The term hybrid denotes a combination of both raster (scanned) and vector (CAD) drawings. "Hybrid editing" means accessing both raster and vector data simultaneously in the same drawing . Changes can be made within either environment. Information can be exchanged back and forth between the two distinctive formats. This approach offers the most efficient method for modifying the old drawing within the new drawing.

There are many advantages to this approach. Deteriorated drawings can be scanned, cleaned up, and stored in raster. Modifications can be made to the drawing in raster, or areas of the drawing can be converted into CAD vectors, as it becomes necessary.
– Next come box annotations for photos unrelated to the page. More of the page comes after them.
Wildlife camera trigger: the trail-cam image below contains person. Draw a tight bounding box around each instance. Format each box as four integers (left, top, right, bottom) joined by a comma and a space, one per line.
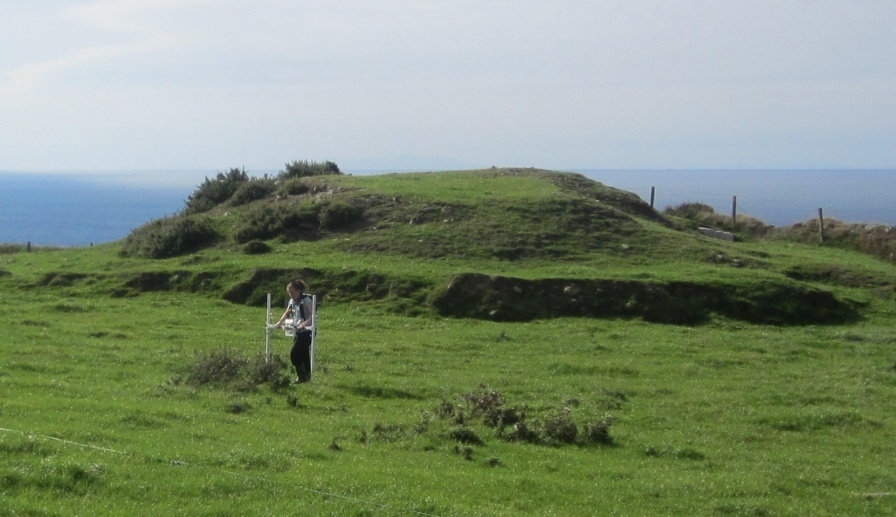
276, 279, 313, 384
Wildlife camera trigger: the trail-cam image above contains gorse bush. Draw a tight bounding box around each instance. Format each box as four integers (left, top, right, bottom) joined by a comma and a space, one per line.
280, 160, 342, 179
119, 215, 221, 259
280, 178, 311, 196
234, 203, 320, 243
230, 176, 277, 206
320, 202, 364, 230
184, 169, 249, 215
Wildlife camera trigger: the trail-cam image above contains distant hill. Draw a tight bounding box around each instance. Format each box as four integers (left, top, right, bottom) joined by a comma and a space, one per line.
5, 168, 896, 324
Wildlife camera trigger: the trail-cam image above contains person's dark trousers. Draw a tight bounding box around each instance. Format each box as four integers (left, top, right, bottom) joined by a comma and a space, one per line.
289, 330, 311, 382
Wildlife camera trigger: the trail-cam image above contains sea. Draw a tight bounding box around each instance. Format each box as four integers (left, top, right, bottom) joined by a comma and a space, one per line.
0, 169, 896, 247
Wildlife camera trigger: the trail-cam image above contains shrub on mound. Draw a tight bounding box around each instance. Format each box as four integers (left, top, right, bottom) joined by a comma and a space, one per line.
119, 215, 221, 259
230, 176, 277, 206
184, 169, 249, 214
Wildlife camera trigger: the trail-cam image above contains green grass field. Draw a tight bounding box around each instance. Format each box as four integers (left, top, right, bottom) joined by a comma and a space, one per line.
0, 168, 896, 517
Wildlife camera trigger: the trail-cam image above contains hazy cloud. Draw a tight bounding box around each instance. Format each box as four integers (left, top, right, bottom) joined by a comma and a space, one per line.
0, 0, 896, 169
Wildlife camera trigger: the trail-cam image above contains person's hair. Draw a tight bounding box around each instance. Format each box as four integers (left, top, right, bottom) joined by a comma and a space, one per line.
289, 278, 308, 293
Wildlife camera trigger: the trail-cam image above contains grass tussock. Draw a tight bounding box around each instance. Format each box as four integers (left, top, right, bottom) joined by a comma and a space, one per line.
183, 348, 289, 391
120, 215, 221, 259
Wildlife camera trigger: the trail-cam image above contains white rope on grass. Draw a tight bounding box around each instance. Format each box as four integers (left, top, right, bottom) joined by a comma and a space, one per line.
0, 427, 439, 517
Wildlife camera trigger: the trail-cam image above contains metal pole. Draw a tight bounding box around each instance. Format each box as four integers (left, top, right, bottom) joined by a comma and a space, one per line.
264, 293, 272, 364
311, 295, 317, 372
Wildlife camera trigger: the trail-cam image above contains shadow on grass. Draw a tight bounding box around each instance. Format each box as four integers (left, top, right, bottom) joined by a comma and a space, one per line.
338, 384, 424, 400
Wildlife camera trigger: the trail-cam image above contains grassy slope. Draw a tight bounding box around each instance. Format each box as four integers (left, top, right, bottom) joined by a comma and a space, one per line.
0, 167, 896, 515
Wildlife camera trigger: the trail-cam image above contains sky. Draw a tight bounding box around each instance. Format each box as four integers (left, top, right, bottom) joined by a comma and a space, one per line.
0, 0, 896, 172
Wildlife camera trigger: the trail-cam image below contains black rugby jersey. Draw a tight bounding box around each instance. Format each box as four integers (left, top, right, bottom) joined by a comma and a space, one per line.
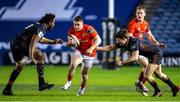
11, 22, 46, 48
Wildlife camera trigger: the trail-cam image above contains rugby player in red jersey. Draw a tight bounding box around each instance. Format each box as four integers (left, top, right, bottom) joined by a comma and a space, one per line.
62, 16, 101, 96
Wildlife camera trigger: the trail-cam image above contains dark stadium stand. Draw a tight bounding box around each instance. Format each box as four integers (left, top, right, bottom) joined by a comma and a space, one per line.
150, 0, 180, 54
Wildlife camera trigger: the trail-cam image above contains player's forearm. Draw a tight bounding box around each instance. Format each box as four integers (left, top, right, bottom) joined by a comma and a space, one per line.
40, 37, 56, 44
122, 58, 137, 65
96, 45, 116, 52
148, 35, 159, 45
90, 36, 101, 49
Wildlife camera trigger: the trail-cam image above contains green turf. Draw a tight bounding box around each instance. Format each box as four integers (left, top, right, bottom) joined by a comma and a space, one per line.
0, 66, 180, 101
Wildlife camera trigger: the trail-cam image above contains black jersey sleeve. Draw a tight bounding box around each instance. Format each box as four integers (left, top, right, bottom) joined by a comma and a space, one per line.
115, 43, 121, 48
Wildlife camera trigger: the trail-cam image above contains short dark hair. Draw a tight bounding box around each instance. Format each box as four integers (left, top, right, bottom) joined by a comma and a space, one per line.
136, 5, 146, 12
73, 16, 83, 21
114, 29, 128, 39
38, 13, 55, 24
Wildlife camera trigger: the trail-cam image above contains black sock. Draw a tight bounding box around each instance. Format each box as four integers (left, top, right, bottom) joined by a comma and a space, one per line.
162, 78, 176, 89
6, 66, 22, 90
149, 81, 161, 92
37, 64, 45, 86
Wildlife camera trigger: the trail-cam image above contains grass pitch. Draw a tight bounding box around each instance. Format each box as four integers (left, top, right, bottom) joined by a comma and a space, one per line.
0, 66, 180, 101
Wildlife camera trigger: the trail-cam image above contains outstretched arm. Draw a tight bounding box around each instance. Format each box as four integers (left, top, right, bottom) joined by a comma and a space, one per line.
39, 37, 63, 44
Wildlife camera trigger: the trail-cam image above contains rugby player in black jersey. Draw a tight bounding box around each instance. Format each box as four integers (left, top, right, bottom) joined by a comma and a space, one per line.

This combination of raster and vector data can also be plotted and stored.

Working in a hybrid environment allows the use of the scanned drawings immediately. Decisions to modify, plot, or vectorize can be made as needed. Investing time and money to convert existing drawings can be done on a "just in time" basis.

Raster vs. Vector

CAD Systems use vector files, and scanners produce raster files. What is the difference? Raster files are fundamentally different than vector files.

If you draw a line with your CAD software, it is stored as a vector primitive. The software knows the starting and ending points, and the line thickness. The line is "intelligent" because any part of the line knows that it is part of the line, and knows what the rest of the line looks like.

When a drawing is scanned, it is broken down into row after row of dots, or pixels. A scanned line is "dumb", because it is made up of dots forming the shape of a line and the dots do not know that they are part of a line. For scanned data to be used and modified like CAD vector data, it has to be made intelligent.